Myers continues to recount chilling examples of foodies mocking and otherwise disparaging those with actual religious or ethical taboos against eating certain foods. Then he ponders the tendency of foodies to elevate “foodways” and “tradition” to a pedestal—as long as tradition isn’t asking you to abstain from anything.

“Most of us consider it a virtue to maintain our principles in the face of social pressure, but in the involuted world of gourmet morals, constancy is rudeness. One must never spoil a dinner party for mere religious or ethical reasons. Pollan says he sides with the French in regarding ‘any personal dietary prohibition as bad manners.’ (The American foodie is forever projecting his own barbarism onto France.) Bourdain writes, ‘Taking your belief system on the road—or to other people’s houses—makes me angry.’ The sight of vegetarian tourists waving away a Vietnamese pho vendor fills him with ‘spluttering indignation.’

That’s right: guests have a greater obligation to please their host—and passersby to please a vendor—than vice versa. Is there any civilized value that foodies cannot turn on its head?”

Foodies, according to Myers, have also turned the vice of gluttony wrong way round. Gluttony, for the foodie, involves bingeing on processed foods, especially those containing the dreaded HFCS. As Myers points out, though,

“In fact the Catholic Church’s criticism has always been directed against an inordinate preoccupation with food—against foodie-ism, in other words—which we encounter as often among thin people as among fat ones.”

Food, like any good gift from God, can become an idol in a variety of ways. The greatest danger lies in pointing out our neighbor’s form of food-idolatry without recognizing our own.


5 Comments

  1. While I’m sure that there are plenty of directions to critique the foodie movement generally* (elitism for one), I’m not sure that gluttony is the right one. I think people often mistake gluttony for either a) love of food or b) over-eating. I don’t think its either of those, though they may play a part.

    Gluttony seems to be more related to a kind of greed, having to do with the hoarding of food so that others might not have what you hope to claim. After all, feasting is a big part of God-ordained enjoyment. And feasting necessarily consists of enjoying food a lot and eating lots of it. When I think of gluttony, I think of those who might rush to finish the buffalo wing in their hand so that they can grab the last one. Or those in the Corinthian church who would lord their food over others, not letting others partake.

    So while foodies might be annoying, condescending, elitist, unkind, and unsociable, I haven’t run into a lot of gluttony in foodies. I’m sure its there, but it doesn’t seem like their defining sin.

    *note: of course, when talking individuals, general critique may fall apart pretty quickly

  2. Seth,

    The web book definition of gluttony, as opposed to text book, is “the act or practice of eating to excess” or “excessive eating and drinking”. By those definitions, I think that the point easily stands, unless we differ on how to define “excess.” In fact, if we mean by ‘excess’ excessively thinking about procuring, preparing, and eating food, then one could be a glutton without overstuffing.

    That puts me in with those who define gluttony as overeating.
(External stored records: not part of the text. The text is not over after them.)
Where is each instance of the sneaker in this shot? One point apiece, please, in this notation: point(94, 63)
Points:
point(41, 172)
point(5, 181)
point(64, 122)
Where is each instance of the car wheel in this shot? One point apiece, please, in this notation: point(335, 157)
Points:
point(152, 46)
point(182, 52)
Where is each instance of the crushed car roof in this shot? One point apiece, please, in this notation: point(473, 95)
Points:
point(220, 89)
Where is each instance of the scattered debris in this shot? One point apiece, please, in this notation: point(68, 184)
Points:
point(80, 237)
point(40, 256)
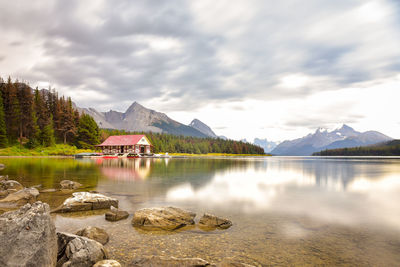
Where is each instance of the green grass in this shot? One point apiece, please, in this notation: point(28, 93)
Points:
point(57, 150)
point(217, 155)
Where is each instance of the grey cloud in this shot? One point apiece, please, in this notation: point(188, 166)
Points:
point(271, 44)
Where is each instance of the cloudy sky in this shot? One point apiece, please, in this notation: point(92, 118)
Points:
point(251, 68)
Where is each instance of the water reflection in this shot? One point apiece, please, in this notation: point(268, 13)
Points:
point(343, 191)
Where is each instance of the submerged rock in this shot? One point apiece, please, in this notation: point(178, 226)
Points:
point(107, 263)
point(67, 184)
point(212, 221)
point(152, 261)
point(28, 237)
point(78, 251)
point(115, 214)
point(19, 198)
point(11, 184)
point(232, 263)
point(94, 233)
point(82, 201)
point(166, 218)
point(3, 193)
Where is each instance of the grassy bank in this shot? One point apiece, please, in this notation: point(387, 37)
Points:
point(217, 155)
point(57, 150)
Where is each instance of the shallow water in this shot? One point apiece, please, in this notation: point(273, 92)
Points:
point(286, 211)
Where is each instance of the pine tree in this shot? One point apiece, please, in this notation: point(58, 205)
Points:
point(3, 131)
point(47, 134)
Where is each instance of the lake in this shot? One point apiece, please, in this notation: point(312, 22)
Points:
point(285, 210)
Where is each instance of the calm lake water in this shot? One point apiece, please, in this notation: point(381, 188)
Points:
point(286, 211)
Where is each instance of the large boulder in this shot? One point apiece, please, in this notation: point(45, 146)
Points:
point(11, 185)
point(67, 184)
point(107, 263)
point(166, 218)
point(115, 214)
point(19, 198)
point(212, 221)
point(28, 237)
point(95, 233)
point(81, 201)
point(78, 251)
point(153, 261)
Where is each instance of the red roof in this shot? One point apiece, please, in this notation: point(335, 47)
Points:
point(122, 140)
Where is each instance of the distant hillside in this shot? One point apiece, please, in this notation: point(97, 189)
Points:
point(163, 142)
point(264, 143)
point(202, 127)
point(139, 118)
point(391, 148)
point(323, 139)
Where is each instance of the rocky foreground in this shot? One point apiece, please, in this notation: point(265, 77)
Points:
point(28, 235)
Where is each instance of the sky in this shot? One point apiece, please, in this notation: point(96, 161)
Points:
point(247, 68)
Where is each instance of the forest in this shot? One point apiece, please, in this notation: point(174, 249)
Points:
point(40, 118)
point(33, 118)
point(391, 148)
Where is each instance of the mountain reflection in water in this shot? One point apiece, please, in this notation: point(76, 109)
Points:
point(290, 211)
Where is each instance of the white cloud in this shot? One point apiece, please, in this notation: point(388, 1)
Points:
point(272, 69)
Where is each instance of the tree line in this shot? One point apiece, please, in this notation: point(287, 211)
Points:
point(40, 118)
point(391, 148)
point(32, 118)
point(163, 142)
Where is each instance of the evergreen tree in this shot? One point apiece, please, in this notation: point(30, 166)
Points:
point(47, 135)
point(3, 131)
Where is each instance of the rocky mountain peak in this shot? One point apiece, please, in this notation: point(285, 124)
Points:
point(134, 107)
point(202, 127)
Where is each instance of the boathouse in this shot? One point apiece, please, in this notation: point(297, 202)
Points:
point(138, 144)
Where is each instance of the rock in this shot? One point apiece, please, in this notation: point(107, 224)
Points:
point(94, 233)
point(49, 190)
point(107, 263)
point(3, 193)
point(81, 201)
point(11, 184)
point(115, 215)
point(152, 261)
point(212, 221)
point(67, 184)
point(22, 197)
point(166, 218)
point(78, 251)
point(28, 237)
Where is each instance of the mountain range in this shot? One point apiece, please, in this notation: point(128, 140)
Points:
point(264, 143)
point(323, 139)
point(139, 118)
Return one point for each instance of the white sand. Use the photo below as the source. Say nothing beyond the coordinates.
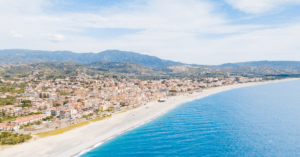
(75, 141)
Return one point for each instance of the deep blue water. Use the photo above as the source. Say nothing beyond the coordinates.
(261, 120)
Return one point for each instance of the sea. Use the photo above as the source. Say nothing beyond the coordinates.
(260, 120)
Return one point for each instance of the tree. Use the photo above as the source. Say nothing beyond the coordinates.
(8, 103)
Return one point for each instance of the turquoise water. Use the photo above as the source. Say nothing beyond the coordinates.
(261, 120)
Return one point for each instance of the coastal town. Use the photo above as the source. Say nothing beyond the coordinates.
(50, 103)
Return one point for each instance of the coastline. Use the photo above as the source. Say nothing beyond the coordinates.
(77, 141)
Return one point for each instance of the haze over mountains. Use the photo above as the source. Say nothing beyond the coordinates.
(16, 56)
(13, 56)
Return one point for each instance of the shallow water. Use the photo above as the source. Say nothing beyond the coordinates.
(261, 120)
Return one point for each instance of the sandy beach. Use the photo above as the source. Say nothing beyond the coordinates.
(72, 143)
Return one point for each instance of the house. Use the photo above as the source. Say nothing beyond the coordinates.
(30, 119)
(47, 112)
(6, 127)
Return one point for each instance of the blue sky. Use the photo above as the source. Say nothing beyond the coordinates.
(191, 31)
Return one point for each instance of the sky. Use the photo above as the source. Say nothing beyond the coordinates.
(206, 32)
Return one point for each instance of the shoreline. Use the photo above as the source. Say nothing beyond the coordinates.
(81, 140)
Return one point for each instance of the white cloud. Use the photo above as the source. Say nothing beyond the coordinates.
(53, 37)
(260, 6)
(16, 35)
(177, 30)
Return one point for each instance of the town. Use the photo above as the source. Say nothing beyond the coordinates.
(46, 104)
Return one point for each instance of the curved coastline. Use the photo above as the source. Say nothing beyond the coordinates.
(79, 141)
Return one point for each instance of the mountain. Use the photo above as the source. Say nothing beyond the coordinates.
(282, 65)
(13, 56)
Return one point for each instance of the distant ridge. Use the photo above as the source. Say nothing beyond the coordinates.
(13, 56)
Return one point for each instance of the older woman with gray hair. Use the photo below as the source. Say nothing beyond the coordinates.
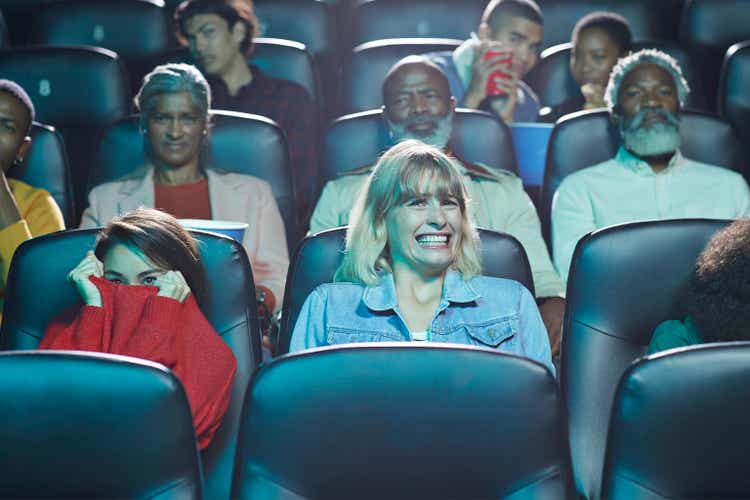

Though, I would be quick to point out that this doesn’t mean eating too much at the occasional feast. (As in Thanksgiving or Christmas celebrations.) But rather, the sinful habit of overeating so that food and fatness comes to dominate one’s life. And if you meant to say that gluttony is not the same as the occasional indulgence at festival, then I probably agree with you.

  3. I’m trying to think of other sins that aren’t sins if you only do it once or on special occasions and I’m coming up blank. This isn’t to say that there aren’t any—only that in my post lunch stupor, I can’t readily think of any.

    And when I speak of the meaning of gluttony, I’m not referring to colloquial understanding but biblical. Dictionary definitions rarely give us more than a starting point in understanding harmatological terms. You’ll find dictionary definitions for lie and lust equally insufficient when coming to terms with what the Bible says about each. So while speaking of gluttony in terms of excess is fine for everyday conversation (since that’s what people today usually mean by it), it doesn’t seem to fit the biblical discussion.

    I would agree with you that allowing eating to dominate one’s life would be sin (as allowing anything save Christ dominate your life is sin). I’m just not sure I’d consider it gluttony. It may lead to gluttony, but I see the two as separate things and don’t see any biblical cause to combine them.

  4. Seth,

    I haven’t been really happy with my definition of gluttony either. For some reason, I can’t get this thought out of my mind, perhaps because of the obesity epidemic in the USA. I think it is fairly obvious that the Bible pays more attention to gluttony than we do. That means I ought to have a better working definition than I currently have. As you pointed out, and I think you are correct, that it is certainly more than over-eating. In fact, I think that it is possible to be a glutton and not actually over-eat. Maybe.

    I find that the only satisfactory definition I can give for gluttony is “food idolatry.” What do you think of that? It would cover anyone who was fixated on food, whether over eating or over thinking it.

  5. I think food idolatry is a good overall description to cover the various food sins that we, as a society, seem to suffer under. Obesity, anorexia, bulimia, hoarding, etc. I think gluttony might be a sub-category to food idolatry. Something more specific. Like how lust and fornication would be sub-categories under sexual idolatry.

    One of these days I’ll actually take the time to research scriptural uses of glutton and eating and food and be able to come up with something more definitive.